24 kwietnia ukaże się w sklepach muzycznych "Harmonijkowy as" - jubileuszowa płyta Sławka Wierzcholskiego i Nocnej Zmiany Bluesa. Wydawcą krążka jest Polskie Radio S.A.
Dokładnie 20 lat temu Sławek Wierzcholski i Nocna Zmiana Bluesa, wydali swoją pierwszą płytę. Był to LP „Nocny koncert” – nasycony bluesem, harmonijką a przede wszystkim emocjami zapis działań początkującej wówczas formacji...
Od tego czasu Sławek z kolegami wydał jeszcze 14 płyt (nie licząc najróżniejszych kompilacji), zagrał tysiące koncertów, zjeździł z nimi pół świata i stał się prawdziwym „Harmonijkowym asem”.
Dla Sławka tym asem jest John Mayall, którego utwór „Room to Move” wywarł na nim kiedyś ogromne wrażenie i który stał się inspiracją dla utworu tytułowego tego CD. Oprócz Mayalla, słychać też echa innych fascynacji Sławka: w jego solówkach pobrzmiewają Sonny Terry, Big Walter Horton, Sonny Boy Williamson II, Charlie Musselwhite i J.J. Milteau... Stylistycznie, bazując na bluesie, CD zawiera też elementy folku, jazzu a nawet piosenki autorskiej.
Choć „Harmonijkowy as” prezentuje przede wszystkim Sławka jako wirtuoza harmonijki i wokalistę o stylowym, głębokim głosie, bardzo efektownie eksponuje też pozostałych muzyków Nocnej Zmiany Bluesa.
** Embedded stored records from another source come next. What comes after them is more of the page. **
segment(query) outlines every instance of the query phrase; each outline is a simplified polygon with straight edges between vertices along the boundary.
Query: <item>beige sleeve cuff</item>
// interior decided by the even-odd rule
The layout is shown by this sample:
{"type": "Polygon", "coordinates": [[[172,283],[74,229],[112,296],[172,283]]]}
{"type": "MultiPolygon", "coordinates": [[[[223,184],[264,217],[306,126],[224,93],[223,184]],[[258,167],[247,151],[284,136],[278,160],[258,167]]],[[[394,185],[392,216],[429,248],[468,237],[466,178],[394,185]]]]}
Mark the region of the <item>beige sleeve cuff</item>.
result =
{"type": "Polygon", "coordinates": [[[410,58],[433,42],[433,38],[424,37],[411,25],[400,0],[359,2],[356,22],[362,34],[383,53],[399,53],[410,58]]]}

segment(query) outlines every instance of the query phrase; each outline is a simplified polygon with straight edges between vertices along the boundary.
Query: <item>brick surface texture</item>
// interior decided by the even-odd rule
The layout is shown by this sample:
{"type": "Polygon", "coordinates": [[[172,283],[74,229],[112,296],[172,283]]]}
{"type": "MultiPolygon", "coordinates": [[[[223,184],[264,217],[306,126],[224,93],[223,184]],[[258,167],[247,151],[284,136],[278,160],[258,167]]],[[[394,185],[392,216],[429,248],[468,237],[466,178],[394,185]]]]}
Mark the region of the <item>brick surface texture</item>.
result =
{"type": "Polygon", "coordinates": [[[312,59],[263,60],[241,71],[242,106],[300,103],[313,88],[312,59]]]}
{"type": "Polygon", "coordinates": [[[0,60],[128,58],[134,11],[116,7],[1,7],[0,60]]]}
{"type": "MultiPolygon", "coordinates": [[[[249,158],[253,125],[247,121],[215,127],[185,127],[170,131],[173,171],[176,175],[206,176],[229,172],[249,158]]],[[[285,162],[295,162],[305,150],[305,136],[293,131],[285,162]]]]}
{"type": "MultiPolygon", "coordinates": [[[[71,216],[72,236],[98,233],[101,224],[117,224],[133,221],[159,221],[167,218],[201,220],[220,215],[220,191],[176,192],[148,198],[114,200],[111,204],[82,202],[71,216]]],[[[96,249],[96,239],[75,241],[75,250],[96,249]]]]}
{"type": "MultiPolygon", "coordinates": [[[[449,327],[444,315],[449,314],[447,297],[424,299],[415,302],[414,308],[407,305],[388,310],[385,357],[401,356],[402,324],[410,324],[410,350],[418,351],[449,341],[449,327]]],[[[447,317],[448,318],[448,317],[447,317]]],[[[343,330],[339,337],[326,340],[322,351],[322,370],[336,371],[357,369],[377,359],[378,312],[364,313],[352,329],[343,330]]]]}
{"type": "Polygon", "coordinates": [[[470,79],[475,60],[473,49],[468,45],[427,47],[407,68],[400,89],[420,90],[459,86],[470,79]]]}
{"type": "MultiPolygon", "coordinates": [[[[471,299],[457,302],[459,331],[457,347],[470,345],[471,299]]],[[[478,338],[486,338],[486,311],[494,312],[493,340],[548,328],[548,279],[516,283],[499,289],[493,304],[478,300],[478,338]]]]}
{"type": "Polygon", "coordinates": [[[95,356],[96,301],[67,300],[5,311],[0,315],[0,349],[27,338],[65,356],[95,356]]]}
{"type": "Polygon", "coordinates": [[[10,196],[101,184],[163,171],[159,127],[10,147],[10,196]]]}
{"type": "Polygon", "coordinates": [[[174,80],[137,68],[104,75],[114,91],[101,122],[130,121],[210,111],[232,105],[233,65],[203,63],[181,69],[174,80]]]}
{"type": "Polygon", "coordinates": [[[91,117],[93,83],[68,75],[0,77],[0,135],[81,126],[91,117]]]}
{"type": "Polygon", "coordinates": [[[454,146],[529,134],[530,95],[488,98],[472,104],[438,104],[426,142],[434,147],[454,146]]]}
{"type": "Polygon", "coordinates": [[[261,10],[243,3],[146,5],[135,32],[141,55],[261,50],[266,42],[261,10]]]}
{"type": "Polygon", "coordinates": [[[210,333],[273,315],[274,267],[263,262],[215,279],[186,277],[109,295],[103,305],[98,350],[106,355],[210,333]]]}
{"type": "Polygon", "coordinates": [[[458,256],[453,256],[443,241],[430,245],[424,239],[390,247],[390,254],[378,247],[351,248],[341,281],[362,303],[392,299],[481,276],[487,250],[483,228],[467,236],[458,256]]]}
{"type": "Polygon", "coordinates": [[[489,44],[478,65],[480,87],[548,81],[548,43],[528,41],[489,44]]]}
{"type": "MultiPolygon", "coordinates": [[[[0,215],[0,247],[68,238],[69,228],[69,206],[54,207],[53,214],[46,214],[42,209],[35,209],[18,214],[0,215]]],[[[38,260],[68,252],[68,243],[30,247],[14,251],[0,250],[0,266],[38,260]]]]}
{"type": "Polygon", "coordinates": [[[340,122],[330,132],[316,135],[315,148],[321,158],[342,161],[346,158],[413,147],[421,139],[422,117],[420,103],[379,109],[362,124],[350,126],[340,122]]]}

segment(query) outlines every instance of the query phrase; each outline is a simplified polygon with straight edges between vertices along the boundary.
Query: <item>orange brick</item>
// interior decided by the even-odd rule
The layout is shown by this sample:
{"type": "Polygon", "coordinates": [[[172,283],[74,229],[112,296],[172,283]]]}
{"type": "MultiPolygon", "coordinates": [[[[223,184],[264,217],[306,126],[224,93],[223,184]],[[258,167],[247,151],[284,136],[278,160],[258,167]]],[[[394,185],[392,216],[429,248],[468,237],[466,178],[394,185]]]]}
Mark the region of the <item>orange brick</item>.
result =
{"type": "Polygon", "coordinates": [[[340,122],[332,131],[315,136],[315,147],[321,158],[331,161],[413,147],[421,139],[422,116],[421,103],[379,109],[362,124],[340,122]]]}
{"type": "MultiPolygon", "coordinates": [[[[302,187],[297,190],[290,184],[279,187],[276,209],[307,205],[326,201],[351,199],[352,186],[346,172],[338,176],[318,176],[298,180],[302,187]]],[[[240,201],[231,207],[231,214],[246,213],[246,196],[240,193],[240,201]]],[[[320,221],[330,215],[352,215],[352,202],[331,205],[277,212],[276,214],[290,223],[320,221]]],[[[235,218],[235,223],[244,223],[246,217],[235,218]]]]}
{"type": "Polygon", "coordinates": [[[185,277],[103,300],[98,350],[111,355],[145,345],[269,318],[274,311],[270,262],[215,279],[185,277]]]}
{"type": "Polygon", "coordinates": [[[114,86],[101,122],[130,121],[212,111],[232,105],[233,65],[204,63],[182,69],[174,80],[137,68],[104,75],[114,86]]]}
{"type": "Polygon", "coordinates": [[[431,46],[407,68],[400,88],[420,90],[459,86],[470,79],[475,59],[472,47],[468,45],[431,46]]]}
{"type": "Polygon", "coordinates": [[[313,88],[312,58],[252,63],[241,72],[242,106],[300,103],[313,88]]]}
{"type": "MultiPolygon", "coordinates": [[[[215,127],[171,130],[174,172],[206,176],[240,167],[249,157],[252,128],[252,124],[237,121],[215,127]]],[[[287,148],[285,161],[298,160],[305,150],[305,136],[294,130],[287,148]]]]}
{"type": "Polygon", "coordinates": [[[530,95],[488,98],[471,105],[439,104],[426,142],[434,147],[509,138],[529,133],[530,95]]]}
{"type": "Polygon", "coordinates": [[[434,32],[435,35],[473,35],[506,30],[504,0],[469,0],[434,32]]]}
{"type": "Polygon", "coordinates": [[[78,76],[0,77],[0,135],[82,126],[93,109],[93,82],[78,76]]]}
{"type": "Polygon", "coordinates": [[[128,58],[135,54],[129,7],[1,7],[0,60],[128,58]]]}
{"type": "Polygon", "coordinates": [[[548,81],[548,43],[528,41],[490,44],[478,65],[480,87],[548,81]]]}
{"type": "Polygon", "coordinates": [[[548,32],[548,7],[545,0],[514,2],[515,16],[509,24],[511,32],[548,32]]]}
Porywające solówki gra Joanna Szczepańska – jedna z niewielu kobiet grających bluesa na skrzypcach (ciekawostka: doktorantka w Katedrze Akustyki Akademii Muzycznej w Warszawie). Równie efektownie grają obydwaj gitarzyści: Marek Dąbrowski i Witold Jąkalski wsparci solidną sekcją rytmiczną: Piotr Dąbrowski / Grzegorz Milicz. Kolorytu dodają płycie gwiazdy polskiego jazzu: Krzysztof Ścierański, Wojciech „Malina” Kowalewski i Adam Wendt. Szczególnie niepowtarzalne brzmienie zapewnia płycie udział specjalizującej się w muzyce klasycznej grupy wokalnej Affabre Concinui, która brzmi tu raz jak stylowy chór gospel a czasem jak ... sekcja dęta!
„Harmonijkowy as” to płyta niezwykła: choć osadzona w tradycyjnej, bluesowej stylistyce brzmi świeżo i niepowtarzalnie. Zrealizowana w znakomitym studiu M1 Polskiego Radia brzmi nowocześnie, choć zrealizowano ja wyłącznie przy użyciu tradycyjnych, akustycznych instrumentów. Zaś poziom emocji i zaangażowania artystów jest tu nie mniejszy niż dwadzieścia lat temu na debiutanckim krążku.